Il lato B della vita

Ovvero l’insospettabile virtù dell’insuccesso.

Mensa Italia
5 min readJul 12, 2021

Pasquale è ormai giunto allo stremo. La vita non è stata clemente con lui: quarantenne, appena scarcerato, aiutato solo dal cugino che tenta di reinserirlo onestamente nella società, fatica non poco a capire le evoluzioni del mondo del lavoro, così diverso da quello che ha lasciato forzatamente per scontare una pena per altro ingiusta. Pasquale passa con tenacia e determinazione da un impiego all’altro, provando anche a ottenere l’agognato posto statale, trovandosi però spesso inadatto o impreparato, vessato dai datori di lavoro anche a causa delle sue presunte inclinazioni sessuali e costretto ad abbandonare precocemente gli impieghi. Quando però tutto sembra perduto, una singola buona azione lo affranca: il ritrovamento dell’amato animale domestico di una signora benestante (una Luciana Turina in splendida forma), che gli varrà la sua eterna riconoscenza e segnerà l’inizio di una relazione appagante per entrambi, ma, soprattutto, la fine delle incertezze e il completamento del suo percorso di espiazione.

Da questa opera di Luciano Salce del 1982, Vieni avanti, cretino!, interpretata da attori di altissimo profilo come Pasquale Zagaria (vero nome di Lino Banfi), Gigi Reder (magistrale interprete della figura basso-borghese del ragionier Filini nelle epopee fantozziane) e Alfonso Tomas, possiamo sicuramente trarre anche un’interpretazione del senso della vita: sii te stesso e, prima o poi, troverai la tua strada.

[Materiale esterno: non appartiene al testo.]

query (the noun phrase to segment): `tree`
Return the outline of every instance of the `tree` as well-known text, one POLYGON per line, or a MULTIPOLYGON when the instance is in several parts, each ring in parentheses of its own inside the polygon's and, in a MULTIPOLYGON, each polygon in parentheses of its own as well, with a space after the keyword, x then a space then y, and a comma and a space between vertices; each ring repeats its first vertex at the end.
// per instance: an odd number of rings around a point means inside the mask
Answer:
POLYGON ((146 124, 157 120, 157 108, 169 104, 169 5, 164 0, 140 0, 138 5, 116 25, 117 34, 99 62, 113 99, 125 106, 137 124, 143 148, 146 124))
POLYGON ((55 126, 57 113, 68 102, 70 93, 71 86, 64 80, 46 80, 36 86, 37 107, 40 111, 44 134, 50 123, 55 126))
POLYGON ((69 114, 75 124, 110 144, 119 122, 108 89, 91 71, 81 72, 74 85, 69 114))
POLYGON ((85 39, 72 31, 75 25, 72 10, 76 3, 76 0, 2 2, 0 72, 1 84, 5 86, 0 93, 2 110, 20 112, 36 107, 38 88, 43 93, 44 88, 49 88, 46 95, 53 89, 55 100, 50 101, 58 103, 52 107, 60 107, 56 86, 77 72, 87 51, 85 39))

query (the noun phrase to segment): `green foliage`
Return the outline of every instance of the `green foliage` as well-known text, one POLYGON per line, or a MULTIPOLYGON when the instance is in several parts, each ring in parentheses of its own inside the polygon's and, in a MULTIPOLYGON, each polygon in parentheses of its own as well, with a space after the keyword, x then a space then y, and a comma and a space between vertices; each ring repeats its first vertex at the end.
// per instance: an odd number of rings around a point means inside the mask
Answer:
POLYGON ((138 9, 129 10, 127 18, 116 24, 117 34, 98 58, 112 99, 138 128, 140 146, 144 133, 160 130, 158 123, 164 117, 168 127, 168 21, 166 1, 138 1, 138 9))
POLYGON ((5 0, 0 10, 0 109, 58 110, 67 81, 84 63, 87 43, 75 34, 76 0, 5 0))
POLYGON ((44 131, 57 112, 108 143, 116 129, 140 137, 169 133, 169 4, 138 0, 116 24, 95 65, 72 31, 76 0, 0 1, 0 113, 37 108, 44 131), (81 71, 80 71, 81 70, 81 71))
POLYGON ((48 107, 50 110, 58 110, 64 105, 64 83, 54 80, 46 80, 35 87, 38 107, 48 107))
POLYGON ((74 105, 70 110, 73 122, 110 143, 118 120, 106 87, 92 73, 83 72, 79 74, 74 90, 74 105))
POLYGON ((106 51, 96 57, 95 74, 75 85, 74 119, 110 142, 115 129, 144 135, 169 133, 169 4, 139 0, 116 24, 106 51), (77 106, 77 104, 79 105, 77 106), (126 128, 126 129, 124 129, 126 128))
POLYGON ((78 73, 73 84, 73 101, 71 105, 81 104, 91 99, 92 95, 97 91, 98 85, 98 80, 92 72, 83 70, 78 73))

Pasquale, infatti, si realizza nonostante la mancanza di affermazione tramite la conquista di un posto nella catena produttiva. Come lui anche diversi altri antieroi del cinema degli anni ’80, protagonisti di numerosi lungometraggi, la maggior parte dei quali incentrati sulle tematiche della realizzazione e della ricerca del senso della vita. Tema quest’ultimo centrale nel film di denuncia sociale Il ragazzo di campagna (1984) con un inedito Renato Pozzetto nel ruolo, a tratti drammatico, di un contadino che come un novello Enea parte dalla periferia rurale alla ricerca della propria identità in città. Al termine del suo viaggio il protagonista comprende però che il senso della vita risiede nel ritorno alle origini, alla sua fattoria, dove continuare a lavorare nei campi e sposare la donna che lo ha sempre amato.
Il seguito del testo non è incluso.